So basically when the dust settles I suspect Davros and the Daleks will be exactly where they were when we left them. With the main long term point of the episode being to create a situation that narratively justifies the Doctor, Clara and Missy working together. Given a great deal of monsters of the week showed up to narratively justify the Third Doctor and Delgado!Master working together (usually they showed up because Delgado!Master invited them, but hey), that's in fine tradition, and also I can see why especially for Clara the story NEEDS a situation dire enough so she won't poison Missy with aspirin (bad for Time Lords, New Who only watchers!), given Danny's death. And I loved the scenes between them so far. Gomez!Master aka Missy is on her way of upsetting my hitherto clear personal hierarchy of Masters. (Which used to be: Delgado -> Simm -> Ainsley -> Crispy -> We Don't Talk About Roberts.) (Sorry for not ranking Ainsley higher. I wish they'd let him create his own persona instead of trying to make him into a second Delgado.)

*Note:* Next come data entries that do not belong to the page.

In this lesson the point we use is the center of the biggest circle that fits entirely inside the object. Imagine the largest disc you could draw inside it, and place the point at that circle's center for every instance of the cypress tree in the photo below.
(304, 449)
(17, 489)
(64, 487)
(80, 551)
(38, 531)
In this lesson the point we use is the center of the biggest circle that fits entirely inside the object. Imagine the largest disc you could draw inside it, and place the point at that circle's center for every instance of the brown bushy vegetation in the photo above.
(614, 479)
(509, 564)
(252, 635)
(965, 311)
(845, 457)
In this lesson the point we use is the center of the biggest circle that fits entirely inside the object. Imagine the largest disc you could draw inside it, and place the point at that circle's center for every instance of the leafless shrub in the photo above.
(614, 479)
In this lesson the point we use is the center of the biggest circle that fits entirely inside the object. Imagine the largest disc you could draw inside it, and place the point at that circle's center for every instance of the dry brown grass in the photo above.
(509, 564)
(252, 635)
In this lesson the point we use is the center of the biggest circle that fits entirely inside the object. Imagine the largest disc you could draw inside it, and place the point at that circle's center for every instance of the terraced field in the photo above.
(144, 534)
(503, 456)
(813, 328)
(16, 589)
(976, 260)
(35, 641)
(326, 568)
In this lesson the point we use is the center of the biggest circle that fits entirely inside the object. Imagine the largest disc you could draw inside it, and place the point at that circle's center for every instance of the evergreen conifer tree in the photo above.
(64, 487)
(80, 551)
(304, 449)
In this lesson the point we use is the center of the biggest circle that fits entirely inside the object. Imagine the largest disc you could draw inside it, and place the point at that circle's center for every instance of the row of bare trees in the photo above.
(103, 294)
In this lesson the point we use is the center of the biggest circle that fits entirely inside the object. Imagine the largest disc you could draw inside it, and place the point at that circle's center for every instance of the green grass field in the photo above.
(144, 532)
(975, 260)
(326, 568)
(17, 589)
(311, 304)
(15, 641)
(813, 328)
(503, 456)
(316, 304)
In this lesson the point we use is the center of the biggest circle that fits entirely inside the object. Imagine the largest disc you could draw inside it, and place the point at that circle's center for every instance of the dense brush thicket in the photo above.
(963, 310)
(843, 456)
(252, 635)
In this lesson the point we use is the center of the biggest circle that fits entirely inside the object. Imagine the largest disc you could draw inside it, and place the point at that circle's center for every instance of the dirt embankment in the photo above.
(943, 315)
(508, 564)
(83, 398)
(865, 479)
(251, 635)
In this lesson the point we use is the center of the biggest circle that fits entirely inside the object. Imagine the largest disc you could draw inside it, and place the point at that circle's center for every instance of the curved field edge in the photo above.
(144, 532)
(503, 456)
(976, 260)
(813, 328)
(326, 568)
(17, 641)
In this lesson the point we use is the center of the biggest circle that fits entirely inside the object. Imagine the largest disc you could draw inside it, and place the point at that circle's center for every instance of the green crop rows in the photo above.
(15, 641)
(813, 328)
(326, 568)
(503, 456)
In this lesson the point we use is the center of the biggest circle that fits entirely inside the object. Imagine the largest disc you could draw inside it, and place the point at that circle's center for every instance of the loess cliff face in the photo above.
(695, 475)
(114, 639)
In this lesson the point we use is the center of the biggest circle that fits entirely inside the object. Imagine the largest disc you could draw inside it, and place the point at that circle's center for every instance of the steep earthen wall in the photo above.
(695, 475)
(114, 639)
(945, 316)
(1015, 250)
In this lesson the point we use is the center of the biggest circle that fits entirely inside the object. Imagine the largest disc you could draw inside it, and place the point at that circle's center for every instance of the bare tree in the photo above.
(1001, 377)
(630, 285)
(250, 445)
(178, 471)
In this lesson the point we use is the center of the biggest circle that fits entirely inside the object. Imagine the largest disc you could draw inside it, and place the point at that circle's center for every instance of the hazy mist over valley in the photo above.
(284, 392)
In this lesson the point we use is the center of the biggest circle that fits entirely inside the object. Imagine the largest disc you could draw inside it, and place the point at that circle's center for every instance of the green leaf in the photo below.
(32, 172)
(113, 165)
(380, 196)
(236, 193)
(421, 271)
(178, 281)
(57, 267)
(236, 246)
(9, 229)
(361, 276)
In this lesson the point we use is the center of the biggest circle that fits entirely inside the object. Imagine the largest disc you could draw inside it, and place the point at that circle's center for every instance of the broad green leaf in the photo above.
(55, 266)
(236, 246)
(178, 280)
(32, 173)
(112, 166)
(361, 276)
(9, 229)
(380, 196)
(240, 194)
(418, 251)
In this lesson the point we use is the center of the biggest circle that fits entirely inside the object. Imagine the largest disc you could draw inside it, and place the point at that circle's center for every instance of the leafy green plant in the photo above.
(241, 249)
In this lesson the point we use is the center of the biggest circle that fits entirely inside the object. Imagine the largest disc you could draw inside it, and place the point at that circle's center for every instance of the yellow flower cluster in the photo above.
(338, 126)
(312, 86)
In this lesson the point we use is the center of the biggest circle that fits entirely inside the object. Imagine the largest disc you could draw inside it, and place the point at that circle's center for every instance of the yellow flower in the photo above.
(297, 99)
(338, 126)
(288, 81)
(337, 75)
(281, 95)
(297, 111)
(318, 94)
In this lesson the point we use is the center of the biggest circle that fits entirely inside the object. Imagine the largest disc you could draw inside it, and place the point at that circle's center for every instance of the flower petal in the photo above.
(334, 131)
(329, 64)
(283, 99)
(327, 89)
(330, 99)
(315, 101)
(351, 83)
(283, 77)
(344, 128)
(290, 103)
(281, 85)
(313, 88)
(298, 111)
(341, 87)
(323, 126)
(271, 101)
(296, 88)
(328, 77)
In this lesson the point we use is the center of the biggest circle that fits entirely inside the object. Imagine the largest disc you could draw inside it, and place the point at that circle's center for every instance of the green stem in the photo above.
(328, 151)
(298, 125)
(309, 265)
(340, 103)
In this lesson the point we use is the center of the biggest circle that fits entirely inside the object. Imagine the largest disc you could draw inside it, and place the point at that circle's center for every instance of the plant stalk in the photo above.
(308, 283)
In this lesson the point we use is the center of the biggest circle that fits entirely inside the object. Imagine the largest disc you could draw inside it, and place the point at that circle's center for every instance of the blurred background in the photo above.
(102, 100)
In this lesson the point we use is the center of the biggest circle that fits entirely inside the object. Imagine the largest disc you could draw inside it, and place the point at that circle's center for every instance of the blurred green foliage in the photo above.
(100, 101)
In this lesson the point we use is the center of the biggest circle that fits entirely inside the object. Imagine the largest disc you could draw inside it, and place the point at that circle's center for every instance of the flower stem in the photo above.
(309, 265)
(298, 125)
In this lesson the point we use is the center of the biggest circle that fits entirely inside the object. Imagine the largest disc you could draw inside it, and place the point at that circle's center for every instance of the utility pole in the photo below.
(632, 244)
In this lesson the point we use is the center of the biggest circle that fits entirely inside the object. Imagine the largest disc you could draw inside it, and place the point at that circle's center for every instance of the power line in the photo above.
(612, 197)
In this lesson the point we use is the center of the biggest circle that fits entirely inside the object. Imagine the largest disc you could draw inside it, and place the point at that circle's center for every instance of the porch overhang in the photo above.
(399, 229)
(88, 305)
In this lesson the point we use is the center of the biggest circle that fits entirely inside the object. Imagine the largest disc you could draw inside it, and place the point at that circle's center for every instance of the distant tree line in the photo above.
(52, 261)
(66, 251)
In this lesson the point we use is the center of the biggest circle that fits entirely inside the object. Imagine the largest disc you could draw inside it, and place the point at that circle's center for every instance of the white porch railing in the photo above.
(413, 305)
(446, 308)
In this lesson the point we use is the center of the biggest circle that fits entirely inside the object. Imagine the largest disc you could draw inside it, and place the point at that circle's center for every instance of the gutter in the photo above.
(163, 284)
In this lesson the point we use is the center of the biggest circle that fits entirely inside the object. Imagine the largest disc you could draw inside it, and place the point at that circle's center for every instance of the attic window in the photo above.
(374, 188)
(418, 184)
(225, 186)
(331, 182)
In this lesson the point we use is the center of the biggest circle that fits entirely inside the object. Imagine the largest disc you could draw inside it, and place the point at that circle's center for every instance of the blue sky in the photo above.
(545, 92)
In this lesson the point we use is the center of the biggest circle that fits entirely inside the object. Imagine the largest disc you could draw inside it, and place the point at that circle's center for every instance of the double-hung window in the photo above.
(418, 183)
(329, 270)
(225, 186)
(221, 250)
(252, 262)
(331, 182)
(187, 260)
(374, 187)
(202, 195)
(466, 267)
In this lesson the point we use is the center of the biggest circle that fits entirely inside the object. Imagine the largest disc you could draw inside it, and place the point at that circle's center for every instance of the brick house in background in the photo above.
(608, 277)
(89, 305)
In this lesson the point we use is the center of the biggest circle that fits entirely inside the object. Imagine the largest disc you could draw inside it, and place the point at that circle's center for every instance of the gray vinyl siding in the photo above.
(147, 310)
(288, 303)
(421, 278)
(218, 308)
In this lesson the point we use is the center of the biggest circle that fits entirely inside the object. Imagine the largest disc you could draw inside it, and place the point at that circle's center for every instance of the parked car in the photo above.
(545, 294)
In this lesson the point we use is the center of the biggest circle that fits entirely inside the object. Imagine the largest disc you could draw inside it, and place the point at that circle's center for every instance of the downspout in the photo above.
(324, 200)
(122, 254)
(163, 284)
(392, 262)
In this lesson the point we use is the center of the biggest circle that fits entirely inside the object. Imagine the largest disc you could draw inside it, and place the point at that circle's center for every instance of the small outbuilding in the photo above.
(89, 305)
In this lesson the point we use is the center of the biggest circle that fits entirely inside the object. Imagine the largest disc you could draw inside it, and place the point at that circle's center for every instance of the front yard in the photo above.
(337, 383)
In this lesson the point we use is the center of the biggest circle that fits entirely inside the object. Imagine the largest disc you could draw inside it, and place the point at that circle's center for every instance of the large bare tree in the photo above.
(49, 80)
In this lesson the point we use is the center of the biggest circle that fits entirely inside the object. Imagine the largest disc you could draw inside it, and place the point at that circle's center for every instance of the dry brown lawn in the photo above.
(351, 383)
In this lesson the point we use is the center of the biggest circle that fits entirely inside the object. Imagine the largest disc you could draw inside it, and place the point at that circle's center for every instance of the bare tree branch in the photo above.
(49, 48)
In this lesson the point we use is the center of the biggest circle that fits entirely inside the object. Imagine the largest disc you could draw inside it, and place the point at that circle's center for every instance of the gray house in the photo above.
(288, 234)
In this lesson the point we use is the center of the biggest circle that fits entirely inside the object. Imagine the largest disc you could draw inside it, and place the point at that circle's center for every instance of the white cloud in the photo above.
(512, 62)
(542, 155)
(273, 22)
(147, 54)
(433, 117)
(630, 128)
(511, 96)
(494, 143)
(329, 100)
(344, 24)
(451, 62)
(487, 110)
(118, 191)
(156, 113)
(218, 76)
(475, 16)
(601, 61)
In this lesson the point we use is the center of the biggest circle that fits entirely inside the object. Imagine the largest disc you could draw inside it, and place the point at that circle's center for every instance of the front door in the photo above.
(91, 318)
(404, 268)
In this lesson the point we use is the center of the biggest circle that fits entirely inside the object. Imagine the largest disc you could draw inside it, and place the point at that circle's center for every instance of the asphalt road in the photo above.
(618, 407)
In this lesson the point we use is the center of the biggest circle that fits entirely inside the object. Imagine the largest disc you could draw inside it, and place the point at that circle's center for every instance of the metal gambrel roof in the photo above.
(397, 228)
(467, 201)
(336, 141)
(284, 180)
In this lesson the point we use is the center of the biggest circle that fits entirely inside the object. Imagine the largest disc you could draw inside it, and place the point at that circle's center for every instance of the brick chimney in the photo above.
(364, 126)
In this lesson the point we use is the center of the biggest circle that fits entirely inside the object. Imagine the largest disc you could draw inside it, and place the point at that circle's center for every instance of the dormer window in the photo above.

You can tell Moffat continues to love writing her dialogue, too. "Traps are my flirting. This is a trap." and, of course: "But you keep trying to kill him!" "He keeps trying to kill me. It's our texting." and: "Dying is for other people."
Speaking of which: I love that Clara is rightfully upset that the Doctor probably knew or at least had reason to guess Missy wasn't dead (when is the Master ever?) but instantly uses the leverage the emotional leverage this offers (or tries to) in order to guilt him into a promise. And that she ended Missy's casual killing demonstration decisively by cutting to the emotional chase as well. Yup, Clara knows how to handle her Time Lords by now.
Lastly: "They rebuild it." And how, pray, do you rebuild a planet? (Skaro was destroyed in the Seventh Doctor era.) Why not just say this is pre destruction Skaro? Ah well. The reveal was a neat acting moment for Michelle Gomez because that's the first time we've seen her version of the Master viscerally disturbed and scared while trying not to let Clara notice, and it's a reminder of what the Master having fought in the Time War, too, until things got so scary that he ran.